Of course, you’re not that guy. You and your fiancée are in this thing together. Still, you have to admit that you’re not quite as interested and involved in the wedding planning as she is. There are times when you wish you could just save the money and elope, and there are definitely times when you feel like a sounding board more than the leading man in this adventure.
There are ways to avoid letting these feelings turn you into the quintessential “lazy groom,” though. You don’t have to play the primary role to be an important part of planning the wedding, and your ability to work with your bride-to-be and compromise on things that matter to you both is, ultimately, what will make the event worthwhile.
Find a Task You Can Excel At
The next time your fiancée is freaking out about how many things she has to get done, don’t just listen and nod. Invite her out to dinner for a relaxed conversation and offer to take over one area completely. Maybe you will design the invitations, plan the reception or hire the entertainment. Maybe you’ll be in charge of arranging the photo shoot, or you’ll be the one to make the honeymoon arrangements.
Whatever it is, be prepared to give it your full attention; don’t just make the agreement to appease your fiancée. Find something that you really care about, summon your creative and competitive energy, and make it amazing.
But Don’t Absent Yourself from Everything Else
All cake tastes the same to you. Your fiancée looks great in any style dress. And you’re color blind, so it’s not like you’re going to be picking out the floral arrangements.
All that might be true, but you’re missing the main point. Being the one who is in charge of the wedding planning isn’t fun unless you can count on feedback and support along the way. Your fiancée actually worries that you might not really want black raspberry creme filling in the cake. She doesn’t get that you really don’t care, or at least you don’t care enough to voice an opinion. You think you are being easy-going; she just thinks you’re lazy.
So go to the cake tasting. Look at swatches. Help choose items for the registry. And be assertive. Tell her you prefer the chocolate cake with mocha mousse filling, and when she protests that it’s not traditional, let her have her way. It’ll make it easier to get the band you want for the reception later on.

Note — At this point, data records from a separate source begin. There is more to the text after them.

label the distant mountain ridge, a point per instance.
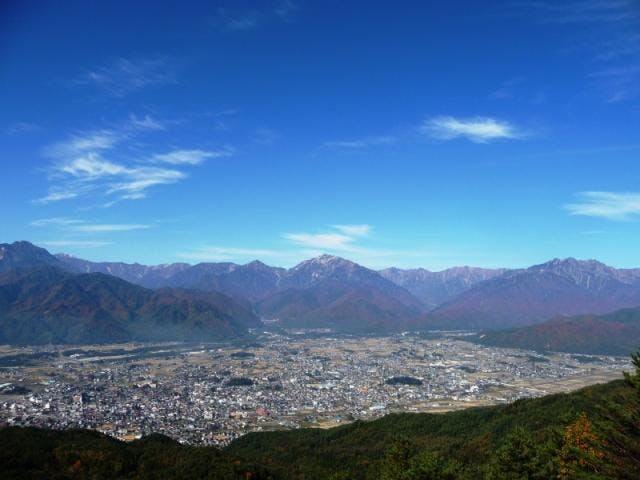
(541, 292)
(47, 305)
(616, 333)
(332, 292)
(326, 291)
(435, 288)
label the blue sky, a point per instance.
(404, 133)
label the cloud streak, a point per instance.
(475, 129)
(122, 76)
(93, 163)
(614, 206)
(74, 243)
(190, 157)
(223, 254)
(341, 239)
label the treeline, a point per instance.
(593, 433)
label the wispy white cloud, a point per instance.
(55, 221)
(238, 19)
(56, 195)
(108, 227)
(21, 127)
(328, 241)
(224, 254)
(74, 243)
(138, 180)
(475, 129)
(190, 157)
(146, 122)
(77, 144)
(585, 11)
(342, 238)
(609, 205)
(71, 225)
(84, 164)
(506, 91)
(359, 230)
(122, 76)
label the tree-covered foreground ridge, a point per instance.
(593, 433)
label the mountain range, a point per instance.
(538, 293)
(330, 292)
(615, 333)
(42, 303)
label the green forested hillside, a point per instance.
(593, 433)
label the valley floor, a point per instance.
(213, 393)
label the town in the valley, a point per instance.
(212, 393)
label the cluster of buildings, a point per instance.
(212, 394)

Be Empathetic — It Goes a Long Way
While boys are outside tackling each other on the schoolyard, girls are already talking about weddings. They are deciding what season they want to get married in and debating the style of their gowns. That’s why, to your fiancée, the planning stage is such a big deal: It’s the culmination of a life-long dream. She wants to get every detail perfect, and the fear of disappointing her own expectations is what leads to stress and panic.
If you think about it, you’ve likely had comparable fantasies and felt a similar fear of failure. That puts you in a great position to be able to empathize with your fiancée rather than thinking she is obsessive — and when she is extreme, you can forgive her. After all, you’ve been there yourself.
Switch the Paradigm from Obligation to Pleasure
Chances are, you are never going to spend this kind of money in one place again. That’s a weighty thought. And if you let it get the upper hand, the wedding soon will become something you resign yourself to, the first in a series of costly obligations that ultimately leads to your burial in a plot beside your mother-in-law.
Instead, why not embrace the expenditure? You have thousands of dollars with which to throw a killer party. When you think about it this way, it’s easier to forget what everybody does and focus on making the event exactly what you want. Do you want to have nothing but champagne and small batch bourbon at your reception? Will it kill the mood to have children around? Do you want to exchange your vows on a ski slope or a secluded island beach?
It’s your circus. They’re your monkeys. Stage the production of your dreams and look forward to having the time of your life.